In December of 2012, the US Food and Drug Administration (FDA) approved a new drug for treating non-infectious diarrhea in people living with HIV and taking HIV drugs. This new prescription drug is called Fulyzaq (crofelemer), which was shown to reduce the number of watery bowel movements among HIV+ participants in a clinical trial. The most common side effects from taking Fulyzaq were upper respiratory infections, cough, and gas.
Over the counter medications
- Pepto-Bismol or Kaopectate (bismuth subsalicylate)
- Imodium AD (loperamide), Kaopectate 1-D (bismuth subsalicylate), or Maalox (calcium carbonate +/- magnesium +/- aluminum +/-simethicone )
In some cases a nutritional supplement may help reduce diarrhea. Be sure to talk to your HIV provider before adding supplements to your diet. Some of these supplements include:
- L-glutamine: 10 to 30 grams per day. This supplement is often helpful if your diarrhea is caused by HIV drugs. You may want to try mixing the powder in juice or applesauce several times a day.
- Calcium carbonate: 500 milligrams twice a day. Researchers are not sure how much this supplement actually helps diarrhea, but in most cases it does not hurt to try. It is thought that calcium carbonate helps the most if your diarrhea is caused by Viracept (nelfinavir) or Kaletra (lopinavir + ritonavir).
- Probiotics: these are the "good bacteria" normally found in your gut. They usually need to be refrigerated, and contain live active cultures of bacteria such as acidophilus or bifidus. They can be found in yogurts, milks, and kefir. If you are allergic to or intolerant of dairy products, some probiotics are available in pill form. Probiotics are often used if your diarrhea is caused by taking antibiotics, but they can also work for other types of diarrhea.

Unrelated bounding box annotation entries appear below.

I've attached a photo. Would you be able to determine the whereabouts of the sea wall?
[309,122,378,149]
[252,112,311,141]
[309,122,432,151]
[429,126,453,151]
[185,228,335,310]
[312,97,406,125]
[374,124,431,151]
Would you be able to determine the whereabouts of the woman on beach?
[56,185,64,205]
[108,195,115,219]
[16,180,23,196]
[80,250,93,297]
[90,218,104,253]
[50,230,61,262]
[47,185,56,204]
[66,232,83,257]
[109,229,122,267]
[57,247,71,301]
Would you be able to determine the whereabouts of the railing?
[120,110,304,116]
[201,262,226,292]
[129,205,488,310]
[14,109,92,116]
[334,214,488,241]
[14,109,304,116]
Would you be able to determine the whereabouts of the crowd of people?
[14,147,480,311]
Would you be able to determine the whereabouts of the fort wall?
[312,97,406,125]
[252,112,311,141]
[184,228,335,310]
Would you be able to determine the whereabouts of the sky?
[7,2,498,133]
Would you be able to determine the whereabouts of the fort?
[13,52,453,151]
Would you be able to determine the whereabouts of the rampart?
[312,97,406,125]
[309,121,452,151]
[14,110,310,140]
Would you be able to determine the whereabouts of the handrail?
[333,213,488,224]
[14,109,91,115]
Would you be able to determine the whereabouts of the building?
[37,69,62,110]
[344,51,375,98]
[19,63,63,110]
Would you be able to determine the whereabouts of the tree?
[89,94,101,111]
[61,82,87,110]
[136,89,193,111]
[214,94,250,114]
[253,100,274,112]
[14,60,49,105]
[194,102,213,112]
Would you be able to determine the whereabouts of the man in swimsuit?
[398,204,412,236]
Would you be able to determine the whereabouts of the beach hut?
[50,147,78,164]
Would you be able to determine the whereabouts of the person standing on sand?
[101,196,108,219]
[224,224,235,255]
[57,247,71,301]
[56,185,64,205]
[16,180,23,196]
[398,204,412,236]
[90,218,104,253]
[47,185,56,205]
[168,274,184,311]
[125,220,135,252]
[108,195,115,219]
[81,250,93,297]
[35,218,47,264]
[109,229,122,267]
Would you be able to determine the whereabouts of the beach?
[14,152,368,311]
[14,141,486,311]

- Eat small meals at room temperature every two to three hours
- Make sure you drink lots of fluids and replace electrolytes
- Try not to eat high fat or greasy meals, especially fried foods
- Avoid fat substitutes like olestra
- If you have gas or stomach pains, try not to eat gas-forming foods like onions, beans, broccoli, cabbage, and cauliflower
- Spicy foods and very sweet foods may make gas and diarrhea worse
- Stay away from caffeine, which stimulates the gut - caffeine is found in coffee, some teas, sodas, and chocolate
- Eat soluble fiber in foods like oats & oatmeal, potatoes, white rice, and apples (without the peel)
- Avoid insoluble fiber, or "roughage," which is found in lettuce, greens, bran, seeds, whole grain breads, and corn
- Avoid eating raw or undercooked foods (such as meat, fish, chicken and eggs) or un-pasteurized dairy products
Sometimes the BRATT diet can help:
- B ananas
- R ice (white)
- A pples (without peels), applesauce, or juice
- T oast (white)
- T ea (unsweetened and non-caffeinated)
After your diarrhea clears up you may slowly return to a normal, healthy diet. However, you may want to start with more bland foods like bananas, plain rice, boiled potatoes, baked chicken (with skin and fat removed), eggs, plain toast, and crackers.
- Keep a diary of food and other things you feel might trigger your diarrhea and discuss this with your health care provider and dietitian
- Wash fruits and vegetables before eating
- Wash your hands often and thoroughly
- Ask your HIV or primary care provider about a referral to a gastrointestinal specialist if diarrhea does not go away after some time
Remember, diarrhea is manageable. It may take several tries to figure out what works for you. Try to be patient and do not give up. With the help of your health care provider and dietitian, you can find the best options for managing or eliminating your diarrhea.